GS: There’s a real “question authority” streak throughout a lot of the strips which was also in many of the older British comics for children (Whizzer and Chips, Beano, Dandy, etc.). Is this British thing? Have we lost it in recent years?

JS: What I wanted to do in Moose Kid was have some sort of narrative, a way for the reader to not only get involved in the comic, but also feel attached to the content. So we have this opening story of a kid being turned into a moose, then sent INSIDE a comic, where he runs around having all sorts of fun. The wizards who first sent him there then pile in after him, and chase him around the comic, determined to stop anyone having any fun because they’re miserable old sods.
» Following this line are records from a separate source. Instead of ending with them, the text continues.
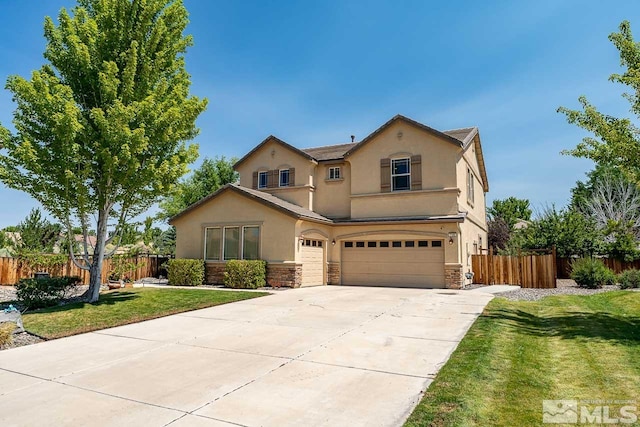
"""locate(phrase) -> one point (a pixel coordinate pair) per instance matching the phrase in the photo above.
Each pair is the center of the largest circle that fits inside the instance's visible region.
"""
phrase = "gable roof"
(272, 138)
(260, 197)
(395, 119)
(329, 152)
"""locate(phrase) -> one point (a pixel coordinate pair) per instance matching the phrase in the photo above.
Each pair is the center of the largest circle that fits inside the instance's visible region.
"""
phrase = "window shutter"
(272, 179)
(292, 177)
(416, 172)
(385, 175)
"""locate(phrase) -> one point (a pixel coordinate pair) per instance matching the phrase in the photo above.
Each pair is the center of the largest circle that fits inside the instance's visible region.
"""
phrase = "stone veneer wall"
(214, 273)
(453, 276)
(279, 275)
(333, 273)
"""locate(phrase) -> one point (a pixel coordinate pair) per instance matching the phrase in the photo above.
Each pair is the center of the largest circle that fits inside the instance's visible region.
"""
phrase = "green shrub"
(629, 279)
(591, 273)
(44, 292)
(6, 333)
(245, 274)
(185, 272)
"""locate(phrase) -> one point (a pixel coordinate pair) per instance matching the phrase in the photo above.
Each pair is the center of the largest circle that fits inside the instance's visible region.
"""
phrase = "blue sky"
(313, 73)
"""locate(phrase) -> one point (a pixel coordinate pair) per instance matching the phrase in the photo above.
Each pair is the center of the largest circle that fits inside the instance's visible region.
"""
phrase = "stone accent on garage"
(453, 276)
(214, 273)
(333, 273)
(284, 274)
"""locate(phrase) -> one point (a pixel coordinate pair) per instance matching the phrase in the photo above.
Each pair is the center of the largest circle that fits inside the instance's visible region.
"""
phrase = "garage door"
(312, 262)
(407, 263)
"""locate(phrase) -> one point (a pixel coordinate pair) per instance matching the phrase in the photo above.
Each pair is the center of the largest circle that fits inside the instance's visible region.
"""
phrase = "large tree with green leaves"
(102, 129)
(511, 210)
(615, 141)
(209, 177)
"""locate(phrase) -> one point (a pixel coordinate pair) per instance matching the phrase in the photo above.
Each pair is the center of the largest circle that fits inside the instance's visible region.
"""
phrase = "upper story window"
(263, 179)
(400, 174)
(334, 173)
(284, 177)
(470, 185)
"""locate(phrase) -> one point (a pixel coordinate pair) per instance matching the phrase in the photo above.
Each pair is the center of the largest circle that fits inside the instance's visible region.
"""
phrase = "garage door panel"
(411, 266)
(312, 265)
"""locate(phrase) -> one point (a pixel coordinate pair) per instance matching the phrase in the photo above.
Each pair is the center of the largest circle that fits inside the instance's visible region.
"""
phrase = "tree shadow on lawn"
(574, 325)
(111, 298)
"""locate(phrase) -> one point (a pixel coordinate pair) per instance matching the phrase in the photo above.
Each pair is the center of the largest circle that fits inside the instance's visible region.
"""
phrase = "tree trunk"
(95, 273)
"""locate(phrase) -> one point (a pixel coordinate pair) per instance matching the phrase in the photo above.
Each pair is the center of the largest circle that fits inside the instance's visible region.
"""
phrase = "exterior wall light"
(452, 235)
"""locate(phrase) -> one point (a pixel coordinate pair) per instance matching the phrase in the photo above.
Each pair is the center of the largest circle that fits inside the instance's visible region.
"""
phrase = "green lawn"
(519, 353)
(124, 306)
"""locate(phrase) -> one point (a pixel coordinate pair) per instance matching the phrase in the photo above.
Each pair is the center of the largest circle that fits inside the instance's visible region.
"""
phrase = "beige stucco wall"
(477, 209)
(331, 197)
(438, 158)
(277, 231)
(340, 233)
(271, 156)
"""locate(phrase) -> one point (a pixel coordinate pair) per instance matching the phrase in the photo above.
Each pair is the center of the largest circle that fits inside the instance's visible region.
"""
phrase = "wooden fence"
(527, 271)
(12, 269)
(564, 266)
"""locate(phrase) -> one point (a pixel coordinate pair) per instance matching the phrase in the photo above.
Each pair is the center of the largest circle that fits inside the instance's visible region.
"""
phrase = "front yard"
(519, 353)
(122, 307)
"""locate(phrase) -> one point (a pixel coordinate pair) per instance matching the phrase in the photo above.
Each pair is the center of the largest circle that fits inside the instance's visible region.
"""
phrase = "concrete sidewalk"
(315, 356)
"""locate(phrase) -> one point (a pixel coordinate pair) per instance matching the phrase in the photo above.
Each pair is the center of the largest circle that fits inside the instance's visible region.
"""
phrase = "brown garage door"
(312, 262)
(406, 263)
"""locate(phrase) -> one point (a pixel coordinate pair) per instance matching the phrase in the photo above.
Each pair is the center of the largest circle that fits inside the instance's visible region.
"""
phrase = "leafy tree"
(102, 128)
(615, 141)
(209, 177)
(511, 210)
(498, 233)
(165, 243)
(570, 231)
(37, 233)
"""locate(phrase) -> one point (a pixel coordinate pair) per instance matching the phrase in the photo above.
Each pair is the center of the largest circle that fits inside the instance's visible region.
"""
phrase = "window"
(470, 186)
(334, 173)
(231, 243)
(400, 174)
(263, 179)
(284, 177)
(250, 242)
(212, 243)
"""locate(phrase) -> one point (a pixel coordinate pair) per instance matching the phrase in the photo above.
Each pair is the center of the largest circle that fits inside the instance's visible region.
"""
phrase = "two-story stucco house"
(405, 206)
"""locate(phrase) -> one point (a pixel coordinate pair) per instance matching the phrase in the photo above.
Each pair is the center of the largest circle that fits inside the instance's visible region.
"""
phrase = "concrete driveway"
(315, 356)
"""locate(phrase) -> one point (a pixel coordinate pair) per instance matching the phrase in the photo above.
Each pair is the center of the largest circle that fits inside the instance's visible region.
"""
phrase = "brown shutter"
(272, 179)
(385, 175)
(292, 177)
(416, 172)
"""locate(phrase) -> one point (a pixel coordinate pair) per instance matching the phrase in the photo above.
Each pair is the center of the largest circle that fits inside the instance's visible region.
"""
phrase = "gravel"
(564, 287)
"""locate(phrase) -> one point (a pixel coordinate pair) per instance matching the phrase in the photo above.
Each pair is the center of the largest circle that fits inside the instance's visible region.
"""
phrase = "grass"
(519, 353)
(122, 307)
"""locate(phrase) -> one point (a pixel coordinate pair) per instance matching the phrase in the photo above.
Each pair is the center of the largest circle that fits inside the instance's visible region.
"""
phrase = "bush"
(591, 273)
(6, 333)
(244, 274)
(629, 279)
(44, 292)
(185, 272)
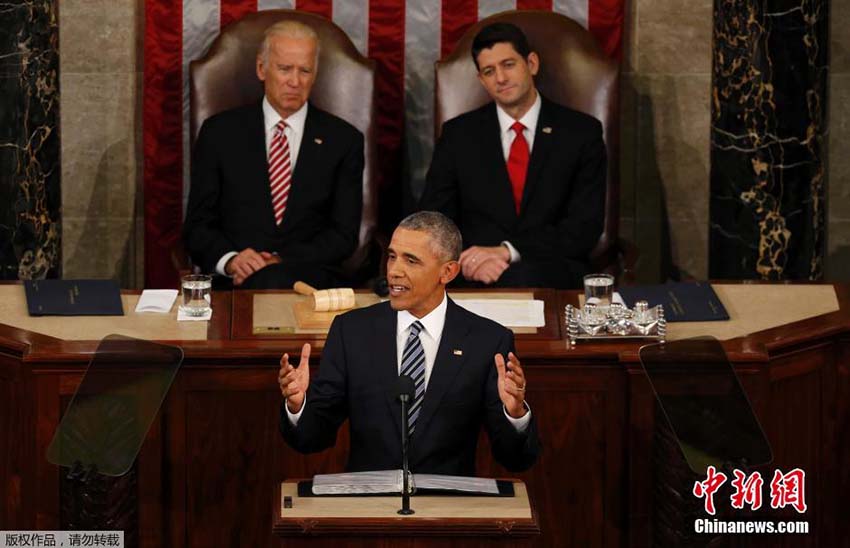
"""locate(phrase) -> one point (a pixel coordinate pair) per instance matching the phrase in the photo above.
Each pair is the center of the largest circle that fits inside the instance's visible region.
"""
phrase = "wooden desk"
(208, 465)
(449, 521)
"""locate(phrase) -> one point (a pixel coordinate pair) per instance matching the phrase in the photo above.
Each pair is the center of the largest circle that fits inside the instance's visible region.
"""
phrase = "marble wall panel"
(102, 82)
(665, 96)
(838, 237)
(768, 135)
(29, 144)
(673, 37)
(99, 145)
(838, 226)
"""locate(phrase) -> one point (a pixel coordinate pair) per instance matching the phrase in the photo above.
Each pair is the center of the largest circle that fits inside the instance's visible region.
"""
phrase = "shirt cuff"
(515, 256)
(219, 266)
(521, 424)
(293, 417)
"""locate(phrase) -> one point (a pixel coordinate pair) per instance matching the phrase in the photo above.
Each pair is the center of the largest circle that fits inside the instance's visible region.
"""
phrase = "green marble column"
(767, 209)
(29, 140)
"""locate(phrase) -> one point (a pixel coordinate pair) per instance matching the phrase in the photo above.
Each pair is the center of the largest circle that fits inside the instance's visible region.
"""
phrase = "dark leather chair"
(225, 77)
(573, 72)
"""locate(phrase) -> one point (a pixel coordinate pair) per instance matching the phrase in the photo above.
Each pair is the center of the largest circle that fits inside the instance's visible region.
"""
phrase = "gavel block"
(325, 300)
(325, 305)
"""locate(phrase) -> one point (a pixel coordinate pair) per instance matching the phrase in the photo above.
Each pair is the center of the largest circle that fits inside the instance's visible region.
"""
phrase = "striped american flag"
(405, 38)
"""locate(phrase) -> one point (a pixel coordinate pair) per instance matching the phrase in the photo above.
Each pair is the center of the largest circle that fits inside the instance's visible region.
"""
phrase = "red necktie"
(280, 171)
(518, 163)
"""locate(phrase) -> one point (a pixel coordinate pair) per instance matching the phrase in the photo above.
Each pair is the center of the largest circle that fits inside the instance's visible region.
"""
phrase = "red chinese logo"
(785, 489)
(788, 490)
(706, 489)
(747, 490)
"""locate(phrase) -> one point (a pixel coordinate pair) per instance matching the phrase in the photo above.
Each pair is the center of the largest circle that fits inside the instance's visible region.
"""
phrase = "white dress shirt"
(507, 135)
(432, 331)
(294, 131)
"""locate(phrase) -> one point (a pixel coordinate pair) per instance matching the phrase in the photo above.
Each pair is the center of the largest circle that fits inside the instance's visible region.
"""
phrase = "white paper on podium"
(390, 481)
(156, 300)
(508, 312)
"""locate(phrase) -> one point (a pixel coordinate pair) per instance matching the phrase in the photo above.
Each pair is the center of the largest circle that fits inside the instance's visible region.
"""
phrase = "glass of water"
(197, 292)
(599, 289)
So while you have the main pages of comic content, sneaked in around it all is this constant battle between Moose Kid running around like a loon, and the wizards intent on spoiling everyone’s amusement.

I do think it’s an interesting technique, I remember Oink! used to have butchers trying to kill the pigs who were editing the comic, as well as a censor running around being a killjoy. It makes you, as a reader, associate and empathise more for the characters you’re reading about I think, if you can all rally together against a common enemy.

GS: You’ve got loads of the traditional comic archetypes in Moose Kid Comics – Knights, Wizards, Monsters, Aliens, Seal Magicians. No superheroes – was this a deliberate choice?

JS: Actually it never really occurred to me that we didn’t have superheroes. It certainly wasn’t a conscious decision. Every artist who got involved was asked to bring their best idea, the one they’d never wanted to sell the rights to, the characters they would love to spend their lives working on. So if not one of them suggested a superhero, perhaps that’s a sign of where children’s comics are heading?

GS: So what’s next for Moose Kid Comics?

JS: At the moment there are a lot of discussions to have about the future. We’d certainly love to do more issues, of course, but how we do them is up for debate. We’re taking it to publishers to see what interest there is (and on initial view, there seems to be a fair bit), but if that doesn’t work we might just do it ourselves again. It’ll be a little while before issue 2 sees the light of day, unfortunately. Something like this takes a long time to do and get right – now we have the framework it’ll be easier, but I’m trying to fit it in around my regular projects.

Whatever happens, we’ll keep fighting the cause for children’s comics one way or another. To reach audiences who might not have read comics before, that’s key to keeping our industry alive I think.